Non-pro question: I only thought filter rings were a threat to obstruct the field of view with an abrupt black corner. But can they also create a more gradual darkening like shooting a lens wide open?

- A


----------



## fish_shooter (Jul 12, 2014)

I got my 16-35 IS and put on the Tiffen equivalent to the filter recommended in this thread, see http://www.bhphotovideo.com/c/product/533244-REG/Tiffen_77HTDUC_77mm_Digital_HT_High.html
I then put the the lens on my 1Ds2 and placed it in my underwater housing for it and took some preliminary test shots yesterday during a break in a major storm (> 2" of rain). One is posted here (@16mm). No adverse effects from the filter; glad to have the weather sealing (per Canon) as "insurance".
Tom


----------



## neuroanatomist (Jul 12, 2014)

ahsanford said:


> Disclaimer: my feedback was from a quick F/8 shot against a white wall with no peripheral illumination enabled. I checked at 1x in the corners and saw no hard obstruction in the field of view at 16mm.



Bryan/TDP tests using an F-Pro filter and quantifies the vignetting with Imatest. He shows no effect of the filter at 16mm f/4.



ahsanford said:


> Non-pro question: I only thought filter rings were a threat to obstruct the field of view with an abrupt black corner. But can they also create a more gradual darkening like shooting a lens wide open?



Yes, a filter _can_ increase optical vignetting without causing mechanical vignetting, depending on filter thickness, lens design and selected aperture. For example, on the EF-S 17-55mm f/2.8 IS, stacking up to two F-Pro filters has no effect at f/2.8, but adding an additional XS-Pro filter causes mechanical vignetting at f/2.8, and ~1 stop of optical vignetting (but no mechanical vignetting) at f/5.6. With the 16-35mm f/2.8L II, stacking an F-Pro and an XS-Pro results in ~3/4-stop more optical vignetting at f/2.8 and ~1/2-stop at f/5.6, two F-Pro filters gives mechanical vignetting at f/2.8 and ~1.5-stops optical vignetting at f/5.6.


----------



## neuroanatomist (Jul 12, 2014)

dilbert said:


> So again, neutronomist, you resort to personal attacks rather than providing any sort of argument of substance and I'll take that as you raising the white flag rather than being able to mount or sustain any sort of credible argument.
> 
> Thanks for playing.
> 
> Now all the protection filter does is give the vendor selling you kit something to make a good margin on: it optically serves no purpose with modern lenses and digital sensors.
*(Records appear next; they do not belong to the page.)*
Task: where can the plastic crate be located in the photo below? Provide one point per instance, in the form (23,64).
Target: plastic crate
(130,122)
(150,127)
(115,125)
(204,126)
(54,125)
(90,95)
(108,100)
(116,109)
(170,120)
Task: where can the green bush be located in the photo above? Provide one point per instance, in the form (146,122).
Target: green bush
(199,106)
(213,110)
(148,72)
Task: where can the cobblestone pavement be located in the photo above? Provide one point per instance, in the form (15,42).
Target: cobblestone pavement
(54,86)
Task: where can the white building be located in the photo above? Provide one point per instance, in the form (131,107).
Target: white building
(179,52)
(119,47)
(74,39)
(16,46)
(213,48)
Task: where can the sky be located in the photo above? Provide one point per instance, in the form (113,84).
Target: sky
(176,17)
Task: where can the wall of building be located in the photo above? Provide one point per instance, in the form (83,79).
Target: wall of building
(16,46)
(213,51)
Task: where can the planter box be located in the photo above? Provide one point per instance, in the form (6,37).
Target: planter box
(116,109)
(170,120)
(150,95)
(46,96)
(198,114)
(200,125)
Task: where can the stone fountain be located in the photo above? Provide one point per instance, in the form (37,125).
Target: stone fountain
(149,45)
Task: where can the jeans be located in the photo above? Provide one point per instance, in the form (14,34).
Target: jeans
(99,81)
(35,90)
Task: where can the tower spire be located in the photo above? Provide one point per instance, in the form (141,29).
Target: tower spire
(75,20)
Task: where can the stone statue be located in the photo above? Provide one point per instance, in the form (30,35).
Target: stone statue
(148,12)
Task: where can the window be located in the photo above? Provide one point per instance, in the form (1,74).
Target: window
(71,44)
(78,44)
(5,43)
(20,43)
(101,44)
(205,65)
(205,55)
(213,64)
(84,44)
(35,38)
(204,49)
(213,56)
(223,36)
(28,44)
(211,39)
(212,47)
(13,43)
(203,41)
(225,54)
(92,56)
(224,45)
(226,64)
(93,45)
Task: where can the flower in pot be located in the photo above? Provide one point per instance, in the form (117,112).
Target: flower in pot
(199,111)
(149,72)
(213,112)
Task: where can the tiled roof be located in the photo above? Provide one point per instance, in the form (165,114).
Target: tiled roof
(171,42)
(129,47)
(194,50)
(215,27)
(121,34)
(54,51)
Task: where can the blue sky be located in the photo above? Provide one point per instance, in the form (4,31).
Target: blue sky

So, I _didn't_ bring up the weather sealing requirement? See post #7. Or state that outside of backlit scenes there is no optical disadvantage?

Thanks for trolling. 

Protection filters do just that – protect. That serves an important purpose. If you choose not to use them, good for you. But saying they serve no purpose other than vendor profit is incorrect. 

What are the odds of front element damage if no filter is used? Low. Perhaps not too different from the odds of contracting an STD from having unprotected sex with a stranger. At least a scratched lens is better than syphilis...


----------



## RLPhoto (Jul 12, 2014)

dilbert said:


> Ruined said:
> 
> 
> > Yes, you might get a small (VERY small) additional amount of flare with a B+W XS-Pro Clear multicoated 007m filter. There really is no other tangible impact on IQ.
> ...



Nope, your still wrong. Have a nice day.


----------



## RLPhoto (Jul 13, 2014)

dilbert said:


> RLPhoto said:
> 
> 
> > Nope, your still wrong. Have a nice day.
> ...


Your post.


----------



## Straightshooter (Jul 13, 2014)

dilbert said:


> RLPhoto said:
> 
> 
> > Nope, your still wrong. Have a nice day.
> ...



Poor Dilbert! Under attack by the Super-Geeks! 
Don't forget, Neuroanatomist recently mentioned that his wife is smart TOO! : 

By the way, 'Neuro', we are all very impressed by your technical knowledge, but can you actually shoot a decent photo?
Just wondering...?


----------



## neuroanatomist (Jul 13, 2014)

Straightshooter said:


> By the way, 'Neuro', we are all very impressed by your technical knowledge, but can you actually shoot a decent photo?
> Just wondering...?



I'm happy with many of them. Feel free to browse...unlike many posters here who seem reluctant to post their own images, I put a link to my photostream in my signature.


----------



## Phenix205 (Jul 13, 2014)

This is entertaining. It all started with a student who genuinely was seeking advice. Then there were clowns, professors, associate professors, fake professors, kids who hate professors. We all know in the end the true knowledge prevails.


----------



## RLPhoto (Jul 13, 2014)

dilbert said:


> RLPhoto said:
> 
> 
> > dilbert said:
> ...


TL;DR


----------



## Zv (Jul 13, 2014)

A lens like this is meant for outdoor, landscape / seascapes use in which case you'd want some kind of protection. If you were using it indoors in a studio then you can prob skip the filter. It's pretty simple - Use a a filter when required.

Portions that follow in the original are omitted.